BACKGROUND AND PURPOSE: Higher rates of glucose utilization and glycolysis generally correlate with poor prognosis in several types of malignant tumors. Own earlier studies on model systems demonstrated that the nonmetabolizable glucose analog 2-deoxy-D-glucose (2-DG) could enhance the efficacy of radiotherapy in a dose-dependent manner by selectively sensitizing cancer cells while protecting normal cells. Phase I/II clinical trials indicated that the combination of 2-DG, at an oral dose of 200 mg/kg body weight (BW), with large fractions of gamma-radiation was well tolerated in cerebral glioma patients. Since higher 2-DG doses are expected to improve the therapeutic gain, present studies were undertaken to examine the tolerance and safety of escalating 2-DG dose during combined treatment (2-DG + radiotherapy) in glioblastoma multiforme patients. PATIENTS AND METHODS: Untreated patients with histologically proven glioblastoma multiforme (WHO criteria) were included in the study.

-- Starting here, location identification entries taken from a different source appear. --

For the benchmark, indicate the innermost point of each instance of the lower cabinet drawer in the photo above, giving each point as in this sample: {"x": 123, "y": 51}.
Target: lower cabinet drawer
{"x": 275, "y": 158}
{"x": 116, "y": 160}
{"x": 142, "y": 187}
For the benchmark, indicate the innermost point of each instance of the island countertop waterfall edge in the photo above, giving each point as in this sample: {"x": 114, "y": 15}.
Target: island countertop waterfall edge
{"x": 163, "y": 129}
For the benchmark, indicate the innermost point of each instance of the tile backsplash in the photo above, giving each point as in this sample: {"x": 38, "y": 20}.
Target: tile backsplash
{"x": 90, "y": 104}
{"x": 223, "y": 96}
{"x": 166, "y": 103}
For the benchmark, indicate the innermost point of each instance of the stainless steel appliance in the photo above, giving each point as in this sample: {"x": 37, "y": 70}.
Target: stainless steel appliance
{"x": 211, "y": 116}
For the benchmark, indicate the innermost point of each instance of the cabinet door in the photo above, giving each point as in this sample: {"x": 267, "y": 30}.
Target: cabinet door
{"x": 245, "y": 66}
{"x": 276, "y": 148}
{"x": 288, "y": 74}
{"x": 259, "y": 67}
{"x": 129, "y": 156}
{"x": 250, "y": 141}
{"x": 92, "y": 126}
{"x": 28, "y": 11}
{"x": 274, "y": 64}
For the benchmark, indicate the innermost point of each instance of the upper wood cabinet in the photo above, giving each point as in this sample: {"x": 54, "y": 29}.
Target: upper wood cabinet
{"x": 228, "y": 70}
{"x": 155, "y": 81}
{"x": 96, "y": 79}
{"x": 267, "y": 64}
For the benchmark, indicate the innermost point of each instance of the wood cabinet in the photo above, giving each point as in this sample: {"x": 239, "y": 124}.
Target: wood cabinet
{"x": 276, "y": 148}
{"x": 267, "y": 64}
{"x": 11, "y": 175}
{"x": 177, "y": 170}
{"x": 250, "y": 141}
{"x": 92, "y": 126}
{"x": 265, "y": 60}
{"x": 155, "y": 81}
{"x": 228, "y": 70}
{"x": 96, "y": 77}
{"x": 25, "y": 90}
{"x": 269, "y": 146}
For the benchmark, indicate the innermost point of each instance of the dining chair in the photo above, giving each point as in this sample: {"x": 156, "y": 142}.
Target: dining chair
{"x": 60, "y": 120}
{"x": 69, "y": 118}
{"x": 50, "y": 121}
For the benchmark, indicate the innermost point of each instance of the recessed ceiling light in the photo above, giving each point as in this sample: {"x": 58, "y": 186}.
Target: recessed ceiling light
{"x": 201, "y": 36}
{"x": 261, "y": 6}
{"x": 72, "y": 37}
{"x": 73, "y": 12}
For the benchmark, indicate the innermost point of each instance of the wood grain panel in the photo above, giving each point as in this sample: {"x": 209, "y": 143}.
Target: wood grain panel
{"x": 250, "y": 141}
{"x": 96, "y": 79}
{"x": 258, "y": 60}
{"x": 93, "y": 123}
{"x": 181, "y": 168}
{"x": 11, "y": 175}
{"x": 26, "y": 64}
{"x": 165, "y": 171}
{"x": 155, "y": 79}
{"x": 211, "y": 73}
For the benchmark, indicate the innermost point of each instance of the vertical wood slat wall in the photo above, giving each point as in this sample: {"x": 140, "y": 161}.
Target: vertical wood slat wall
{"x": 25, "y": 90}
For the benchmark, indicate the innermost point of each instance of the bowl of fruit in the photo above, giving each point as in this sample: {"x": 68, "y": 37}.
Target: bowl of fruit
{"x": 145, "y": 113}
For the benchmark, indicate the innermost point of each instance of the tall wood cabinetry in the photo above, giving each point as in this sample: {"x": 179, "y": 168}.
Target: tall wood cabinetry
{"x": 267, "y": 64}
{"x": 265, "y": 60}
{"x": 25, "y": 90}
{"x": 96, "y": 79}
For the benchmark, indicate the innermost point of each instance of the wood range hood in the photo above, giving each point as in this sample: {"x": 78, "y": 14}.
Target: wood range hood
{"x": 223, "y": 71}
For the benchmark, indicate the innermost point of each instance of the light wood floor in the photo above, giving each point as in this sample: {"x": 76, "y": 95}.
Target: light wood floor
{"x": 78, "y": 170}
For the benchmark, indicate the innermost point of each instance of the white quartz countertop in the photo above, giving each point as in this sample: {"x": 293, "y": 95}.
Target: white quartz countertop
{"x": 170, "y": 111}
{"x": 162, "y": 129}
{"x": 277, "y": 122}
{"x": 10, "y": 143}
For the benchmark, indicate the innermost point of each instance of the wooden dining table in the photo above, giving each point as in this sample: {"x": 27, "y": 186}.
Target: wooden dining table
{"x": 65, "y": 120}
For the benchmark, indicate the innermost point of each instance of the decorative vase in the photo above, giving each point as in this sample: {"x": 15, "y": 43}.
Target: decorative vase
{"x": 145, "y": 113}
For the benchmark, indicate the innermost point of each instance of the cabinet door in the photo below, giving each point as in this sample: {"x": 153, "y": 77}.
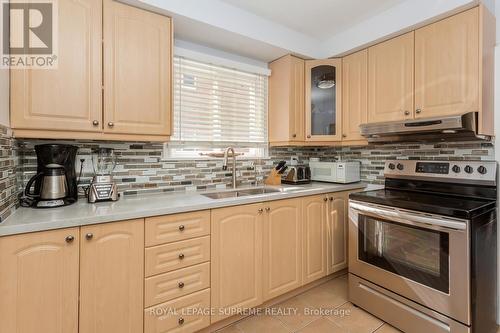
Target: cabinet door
{"x": 354, "y": 94}
{"x": 282, "y": 247}
{"x": 314, "y": 237}
{"x": 336, "y": 231}
{"x": 390, "y": 79}
{"x": 137, "y": 70}
{"x": 236, "y": 249}
{"x": 67, "y": 98}
{"x": 447, "y": 66}
{"x": 39, "y": 282}
{"x": 286, "y": 100}
{"x": 112, "y": 277}
{"x": 323, "y": 100}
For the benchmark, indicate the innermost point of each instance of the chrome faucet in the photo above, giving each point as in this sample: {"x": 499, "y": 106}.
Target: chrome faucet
{"x": 224, "y": 166}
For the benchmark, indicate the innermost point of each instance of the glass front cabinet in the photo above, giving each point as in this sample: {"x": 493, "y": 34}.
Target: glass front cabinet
{"x": 323, "y": 99}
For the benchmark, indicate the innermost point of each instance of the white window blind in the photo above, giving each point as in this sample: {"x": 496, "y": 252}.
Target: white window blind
{"x": 214, "y": 104}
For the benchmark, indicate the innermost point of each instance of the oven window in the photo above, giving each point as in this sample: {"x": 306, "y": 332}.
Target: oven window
{"x": 419, "y": 254}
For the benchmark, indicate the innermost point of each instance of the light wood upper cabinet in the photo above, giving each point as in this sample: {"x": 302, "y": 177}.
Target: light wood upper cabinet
{"x": 236, "y": 258}
{"x": 112, "y": 277}
{"x": 354, "y": 94}
{"x": 282, "y": 247}
{"x": 137, "y": 70}
{"x": 67, "y": 98}
{"x": 286, "y": 100}
{"x": 336, "y": 231}
{"x": 323, "y": 101}
{"x": 447, "y": 66}
{"x": 314, "y": 237}
{"x": 39, "y": 282}
{"x": 390, "y": 79}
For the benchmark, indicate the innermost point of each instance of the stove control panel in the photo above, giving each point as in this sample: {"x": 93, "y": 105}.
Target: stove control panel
{"x": 472, "y": 172}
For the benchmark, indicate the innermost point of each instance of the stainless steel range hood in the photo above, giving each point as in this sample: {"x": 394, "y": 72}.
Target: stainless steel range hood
{"x": 459, "y": 128}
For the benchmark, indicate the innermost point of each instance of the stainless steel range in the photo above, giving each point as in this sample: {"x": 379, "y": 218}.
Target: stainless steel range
{"x": 422, "y": 251}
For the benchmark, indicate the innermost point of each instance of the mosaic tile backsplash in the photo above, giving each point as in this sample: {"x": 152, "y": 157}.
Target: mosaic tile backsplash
{"x": 140, "y": 168}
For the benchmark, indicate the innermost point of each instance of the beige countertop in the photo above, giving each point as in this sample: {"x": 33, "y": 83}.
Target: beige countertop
{"x": 26, "y": 220}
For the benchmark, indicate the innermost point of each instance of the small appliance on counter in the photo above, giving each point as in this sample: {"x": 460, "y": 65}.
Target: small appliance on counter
{"x": 55, "y": 181}
{"x": 335, "y": 172}
{"x": 297, "y": 175}
{"x": 103, "y": 188}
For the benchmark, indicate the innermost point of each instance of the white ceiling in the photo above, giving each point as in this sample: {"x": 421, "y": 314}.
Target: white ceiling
{"x": 264, "y": 30}
{"x": 320, "y": 19}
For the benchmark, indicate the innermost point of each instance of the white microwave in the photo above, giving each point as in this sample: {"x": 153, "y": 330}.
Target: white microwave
{"x": 335, "y": 172}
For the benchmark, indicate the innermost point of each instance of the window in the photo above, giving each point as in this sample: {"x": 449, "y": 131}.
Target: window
{"x": 215, "y": 107}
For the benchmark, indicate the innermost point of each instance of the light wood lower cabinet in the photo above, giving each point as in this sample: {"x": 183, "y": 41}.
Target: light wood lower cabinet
{"x": 184, "y": 314}
{"x": 112, "y": 277}
{"x": 236, "y": 277}
{"x": 336, "y": 231}
{"x": 314, "y": 241}
{"x": 282, "y": 247}
{"x": 39, "y": 282}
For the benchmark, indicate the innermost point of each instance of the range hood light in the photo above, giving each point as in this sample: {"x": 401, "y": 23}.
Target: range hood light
{"x": 326, "y": 81}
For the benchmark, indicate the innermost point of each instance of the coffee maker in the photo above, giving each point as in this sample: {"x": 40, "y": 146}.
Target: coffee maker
{"x": 55, "y": 181}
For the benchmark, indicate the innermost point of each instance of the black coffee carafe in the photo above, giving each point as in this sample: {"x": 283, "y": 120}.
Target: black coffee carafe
{"x": 55, "y": 183}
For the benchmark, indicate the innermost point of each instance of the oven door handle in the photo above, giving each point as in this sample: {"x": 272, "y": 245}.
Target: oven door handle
{"x": 409, "y": 217}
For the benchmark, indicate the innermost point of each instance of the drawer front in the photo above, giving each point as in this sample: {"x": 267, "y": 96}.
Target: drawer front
{"x": 172, "y": 256}
{"x": 172, "y": 228}
{"x": 186, "y": 314}
{"x": 165, "y": 287}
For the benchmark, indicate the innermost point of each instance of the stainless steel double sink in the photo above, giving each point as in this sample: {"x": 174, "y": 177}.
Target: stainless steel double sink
{"x": 246, "y": 192}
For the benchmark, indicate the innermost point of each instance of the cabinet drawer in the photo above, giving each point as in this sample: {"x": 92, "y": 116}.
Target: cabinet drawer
{"x": 165, "y": 287}
{"x": 172, "y": 256}
{"x": 172, "y": 228}
{"x": 186, "y": 314}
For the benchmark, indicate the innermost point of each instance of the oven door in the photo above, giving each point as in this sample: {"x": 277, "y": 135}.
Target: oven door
{"x": 420, "y": 256}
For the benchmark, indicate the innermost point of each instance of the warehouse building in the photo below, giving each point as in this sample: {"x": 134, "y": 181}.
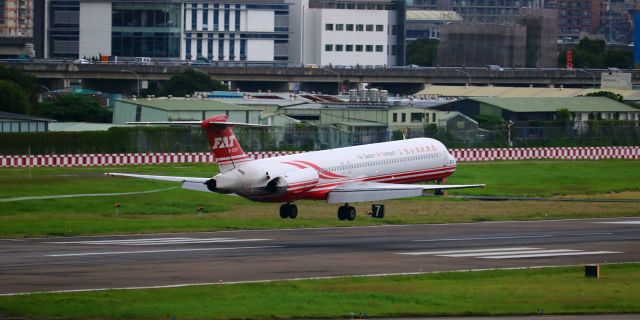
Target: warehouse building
{"x": 180, "y": 109}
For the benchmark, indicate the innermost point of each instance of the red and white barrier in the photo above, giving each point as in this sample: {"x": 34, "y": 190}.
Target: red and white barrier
{"x": 485, "y": 154}
{"x": 558, "y": 153}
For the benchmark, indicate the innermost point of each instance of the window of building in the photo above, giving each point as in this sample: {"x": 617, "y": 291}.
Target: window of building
{"x": 237, "y": 17}
{"x": 216, "y": 17}
{"x": 205, "y": 16}
{"x": 226, "y": 17}
{"x": 416, "y": 117}
{"x": 194, "y": 13}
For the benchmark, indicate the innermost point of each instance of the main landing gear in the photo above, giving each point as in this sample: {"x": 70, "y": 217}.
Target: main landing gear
{"x": 288, "y": 210}
{"x": 347, "y": 212}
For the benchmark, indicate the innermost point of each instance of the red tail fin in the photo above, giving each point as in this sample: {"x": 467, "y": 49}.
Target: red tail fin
{"x": 224, "y": 145}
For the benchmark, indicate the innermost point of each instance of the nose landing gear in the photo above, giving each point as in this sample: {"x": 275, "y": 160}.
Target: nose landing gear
{"x": 347, "y": 212}
{"x": 288, "y": 210}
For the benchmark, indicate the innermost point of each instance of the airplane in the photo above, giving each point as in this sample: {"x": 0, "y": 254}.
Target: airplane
{"x": 370, "y": 172}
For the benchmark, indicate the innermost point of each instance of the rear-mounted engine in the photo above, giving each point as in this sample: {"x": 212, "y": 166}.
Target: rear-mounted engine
{"x": 293, "y": 182}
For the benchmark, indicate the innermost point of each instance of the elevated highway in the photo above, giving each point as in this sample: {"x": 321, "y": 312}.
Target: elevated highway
{"x": 100, "y": 76}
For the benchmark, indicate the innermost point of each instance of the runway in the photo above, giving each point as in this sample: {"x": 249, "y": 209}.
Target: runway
{"x": 176, "y": 259}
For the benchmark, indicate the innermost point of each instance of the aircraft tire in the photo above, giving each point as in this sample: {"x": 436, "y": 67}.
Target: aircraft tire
{"x": 293, "y": 211}
{"x": 350, "y": 213}
{"x": 284, "y": 211}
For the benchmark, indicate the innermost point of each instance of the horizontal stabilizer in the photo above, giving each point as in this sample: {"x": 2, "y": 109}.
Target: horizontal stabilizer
{"x": 197, "y": 186}
{"x": 198, "y": 123}
{"x": 373, "y": 191}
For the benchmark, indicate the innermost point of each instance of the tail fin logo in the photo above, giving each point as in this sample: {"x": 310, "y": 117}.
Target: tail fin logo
{"x": 222, "y": 142}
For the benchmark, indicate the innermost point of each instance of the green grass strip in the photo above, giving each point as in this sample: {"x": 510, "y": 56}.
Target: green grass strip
{"x": 175, "y": 210}
{"x": 560, "y": 290}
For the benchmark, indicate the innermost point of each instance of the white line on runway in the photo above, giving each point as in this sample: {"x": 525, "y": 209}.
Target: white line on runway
{"x": 621, "y": 222}
{"x": 420, "y": 253}
{"x": 579, "y": 253}
{"x": 158, "y": 241}
{"x": 505, "y": 253}
{"x": 155, "y": 251}
{"x": 516, "y": 237}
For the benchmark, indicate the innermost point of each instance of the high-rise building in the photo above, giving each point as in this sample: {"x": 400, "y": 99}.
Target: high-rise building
{"x": 576, "y": 17}
{"x": 16, "y": 18}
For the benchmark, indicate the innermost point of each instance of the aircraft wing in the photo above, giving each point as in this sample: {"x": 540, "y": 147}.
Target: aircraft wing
{"x": 191, "y": 183}
{"x": 162, "y": 178}
{"x": 371, "y": 191}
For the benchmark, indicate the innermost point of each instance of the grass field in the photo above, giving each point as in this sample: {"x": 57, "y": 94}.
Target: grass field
{"x": 175, "y": 209}
{"x": 512, "y": 292}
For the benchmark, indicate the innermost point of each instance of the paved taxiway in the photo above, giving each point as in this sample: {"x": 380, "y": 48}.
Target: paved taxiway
{"x": 81, "y": 263}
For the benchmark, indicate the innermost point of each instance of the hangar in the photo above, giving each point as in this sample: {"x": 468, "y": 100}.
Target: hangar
{"x": 177, "y": 109}
{"x": 520, "y": 110}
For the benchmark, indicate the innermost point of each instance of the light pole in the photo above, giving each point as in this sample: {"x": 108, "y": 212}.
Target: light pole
{"x": 137, "y": 81}
{"x": 48, "y": 91}
{"x": 593, "y": 83}
{"x": 41, "y": 98}
{"x": 467, "y": 74}
{"x": 339, "y": 79}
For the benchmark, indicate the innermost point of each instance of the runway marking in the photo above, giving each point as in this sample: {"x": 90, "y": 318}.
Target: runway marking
{"x": 516, "y": 237}
{"x": 157, "y": 241}
{"x": 507, "y": 253}
{"x": 156, "y": 251}
{"x": 420, "y": 253}
{"x": 558, "y": 254}
{"x": 346, "y": 276}
{"x": 621, "y": 222}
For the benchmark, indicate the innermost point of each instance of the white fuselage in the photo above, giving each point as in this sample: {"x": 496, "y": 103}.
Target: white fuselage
{"x": 312, "y": 175}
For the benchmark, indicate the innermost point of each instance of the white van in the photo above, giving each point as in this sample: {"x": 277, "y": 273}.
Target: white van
{"x": 143, "y": 60}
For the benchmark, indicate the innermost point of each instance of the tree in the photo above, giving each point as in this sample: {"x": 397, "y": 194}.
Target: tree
{"x": 13, "y": 98}
{"x": 189, "y": 82}
{"x": 76, "y": 107}
{"x": 422, "y": 52}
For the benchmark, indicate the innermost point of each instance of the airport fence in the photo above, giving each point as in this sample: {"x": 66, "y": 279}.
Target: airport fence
{"x": 463, "y": 155}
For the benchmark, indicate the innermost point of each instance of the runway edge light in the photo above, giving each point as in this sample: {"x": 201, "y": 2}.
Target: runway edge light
{"x": 592, "y": 271}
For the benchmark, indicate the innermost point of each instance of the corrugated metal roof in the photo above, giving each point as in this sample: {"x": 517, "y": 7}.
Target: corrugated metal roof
{"x": 362, "y": 124}
{"x": 574, "y": 104}
{"x": 181, "y": 104}
{"x": 433, "y": 15}
{"x": 473, "y": 91}
{"x": 22, "y": 117}
{"x": 81, "y": 126}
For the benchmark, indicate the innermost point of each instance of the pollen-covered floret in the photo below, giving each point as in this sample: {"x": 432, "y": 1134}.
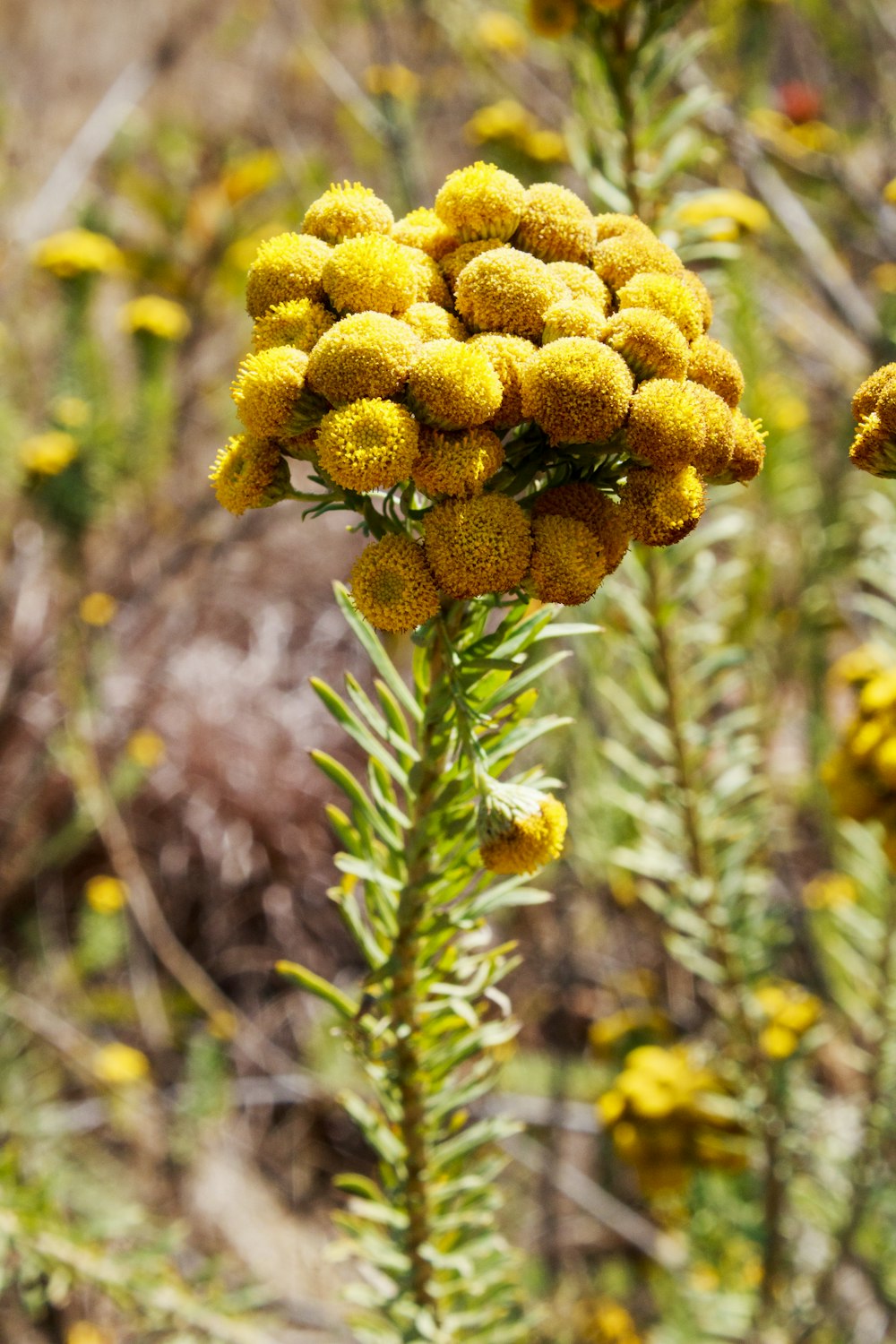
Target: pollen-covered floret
{"x": 506, "y": 290}
{"x": 452, "y": 386}
{"x": 716, "y": 367}
{"x": 478, "y": 545}
{"x": 455, "y": 464}
{"x": 298, "y": 322}
{"x": 287, "y": 266}
{"x": 576, "y": 390}
{"x": 392, "y": 586}
{"x": 363, "y": 355}
{"x": 661, "y": 507}
{"x": 347, "y": 211}
{"x": 481, "y": 202}
{"x": 371, "y": 274}
{"x": 567, "y": 564}
{"x": 556, "y": 225}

Seven weekly fractions of (60)Co gamma-rays (5 Gy/fraction) were delivered to the tumor volume (presurgical CT/MRI evaluation) plus 3 cm margin. Escalating 2-DG doses (200-250-300 mg/kg BW) were administered orally 30 min before irradiation after overnight fasting. Acute toxicity and tolerance were studied by monitoring the vital parameters and side effects. Late radiation damage and treatment responses were studied radiologically and clinically in surviving patients. RESULTS: Transient side effects similar to hypoglycemia were observed in most of the patients. Tolerance and patient compliance to the combined treatment were very good up to a 2-DG dose of 250 mg/kg BW. However, at the higher dose of 300 mg/kg BW, two out of six patients were very restless and could not complete treatment, though significant changes in the vital parameters were not observed even at this dose. No significant damage to the normal brain tissue was observed during follow-up in seven out of ten patients who received complete treatment and survived between 11 and 46 months after treatment. CONCLUSION: Oral administration of 2-DG combined with large fractions of radiation (5 Gy/fraction/week) is safe and could be tolerated in glioblastoma patients without any acute toxicity and late radiation damage to the normal brain. Further clinical studies to evaluate the efficacy of the combined treatment are warranted.